VA has made great strides in improving access to specialized cardiology care for Veterans residing in rural communities. Through the innovative hub-and-spoke model, Veterans located hundreds of miles away from cardiology specialists gain access to high-complexity cardiovascular care through telehealth.

Dr. William Fearon

Dr. William Fearon is chief of cardiology at Palo Alto VA. Although Dr. Fearon and his team are based in Palo Alto, they are currently treating Veterans who live in northern and central California, Nevada, Hawaii, the Philippines and U.S. territories in the Pacific basin.

“For Veterans, where it’s inconvenient to travel all the way to Palo Alto or they don’t have access to technology, they can go to their local clinic and meet directly with our providers. If the Veteran has testing done locally, our providers can meet with them virtually and advise on medical treatments or make arrangements for a procedure that’s not offered locally,” Fearon explained.

Telehealth for cardiology

Palo Alto’s hub-and-spoke TeleCardiology program provides timely and urgent cardiovascular care to Veterans who may live far from specialists. It has enabled Veterans to stay in their own communities for initial evaluations and reduced the waiting time for critical cardiovascular procedures.

If a Veteran living in either Las Vegas or Reno receives an ultrasound, the images are transmitted to the Palo Alto site electronically. The cardiologist reviews the images and creates a treatment plan remotely.

Telehealth within the hub-and-spoke program caters to a wide range of cardiac conditions, such as coronary artery disease, rhythm disorders and valvular problems.

Certain limitations with the physical exam exist with virtual visits. However, virtual visits enable an initial and rapid response, which is especially important for Veterans with urgent cardiovascular needs.

Expansion beyond geographic boundaries

The hub-and-spoke model initially focused on addressing local needs within specific regions.
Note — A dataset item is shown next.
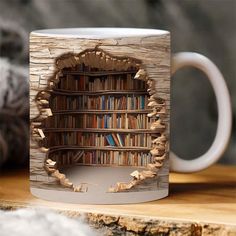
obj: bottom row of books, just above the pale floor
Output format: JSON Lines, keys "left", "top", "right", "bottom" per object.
{"left": 50, "top": 150, "right": 153, "bottom": 166}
Now, there is growing interest in building the program across the country with other VA facilities. In 2023, the Palo Alto site recorded 5,470 TeleCardiology encounters, which includes asynchronous visits, video telehealth visits and telephone calls.

“We’ve expanded the program within cardiology through a number of our subspecialties, including general cardiology, the structural heart interventional program, heart failure and electrophysiology. We have providers as well as nurse practitioners who are all very involved and interested in growing the program,” Fearon added.